Figure 6 The transcriptomic features of HCC patients with various LLPS-related differentially expressed genes. (A) Ridge plot showing the GO terms enriched in the low-risk group. (B) GO terms enriched in the high-risk group as determined by GSEA. (C) Differences in hallmark pathway activities between the high- and low-risk groups as determined by GSVA. (D) Correlation between the risk score and hallmark pathway activities as determined by GSVA. GO, Gene Ontology; GSEA, gene set enrichment analysis; GSVA, gene set variation analysis; HCC, hepatocellular carcinoma; LLPS, liquid-liquid phase separation.
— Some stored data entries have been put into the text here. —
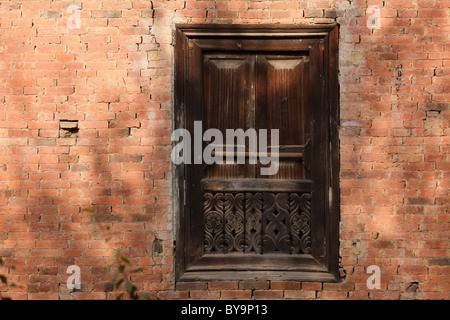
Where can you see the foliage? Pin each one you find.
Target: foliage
(122, 276)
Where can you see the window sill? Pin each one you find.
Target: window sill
(220, 267)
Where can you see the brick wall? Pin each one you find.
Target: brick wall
(85, 127)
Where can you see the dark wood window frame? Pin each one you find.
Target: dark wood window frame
(321, 43)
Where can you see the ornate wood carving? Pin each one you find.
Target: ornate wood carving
(253, 225)
(257, 222)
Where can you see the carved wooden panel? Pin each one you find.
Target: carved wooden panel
(257, 222)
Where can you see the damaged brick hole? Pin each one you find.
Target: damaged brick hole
(68, 128)
(157, 245)
(413, 287)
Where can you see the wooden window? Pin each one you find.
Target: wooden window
(232, 221)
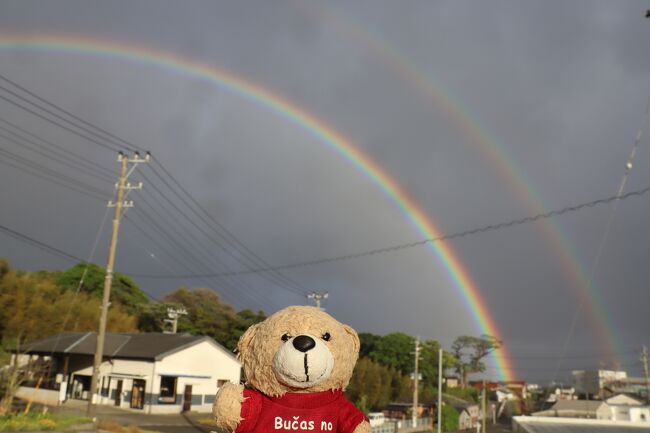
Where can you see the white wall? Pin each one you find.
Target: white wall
(201, 366)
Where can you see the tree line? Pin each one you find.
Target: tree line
(35, 305)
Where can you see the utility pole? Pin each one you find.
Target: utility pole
(439, 390)
(416, 377)
(317, 297)
(173, 315)
(644, 359)
(483, 430)
(120, 205)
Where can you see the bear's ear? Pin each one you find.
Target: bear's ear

Landscape of genomic variation and TMB across the LLPSRS subgroups

To examine somatic mutations, we classified patients with HCC into high- and low-risk groups. Through analysis of somatic mutation data in the TCGA dataset, we found that the TMB was not significantly different between the low-risk group and the high-risk group (P=0.93; Figure 7A). Subsequently, we analyzed the prognostic potential of TMB in HCC. Dividing patients by median TMB values revealed that those in the low-TMB group had better survival outcomes than did those in the high-TMB group (P=0.03; Figure 7B). Specifically, low-risk patients with low TMB exhibited a superior prognosis, whereas high-risk patients with a high TMB had a worse prognosis (P<0.001). Our findings suggest that TMB, in conjunction with risk score, can predict outcomes in patients with HCC (Figure 7C). Further analysis of the genomic mutation landscape revealed distinct mutation profiles between the groups, with TP53, TTN, CTNNB1, and MUC being the most commonly mutated genes among high-risk patients, contrasting with the mutation patterns in low-risk patients (Figure 7D,7E). We compared the associations of co-occurring and mutually exclusive mutations among the top 20 most frequently mutated genes between the high- and low-risk groups. We also noted a higher frequency of co-occurring mutations in the high-risk group (Figure 7F) and investigated the CNVs in the top 15 most frequently mutated genes, discovering significant differences between the LLPSRS risk subgroups (Figure 7G).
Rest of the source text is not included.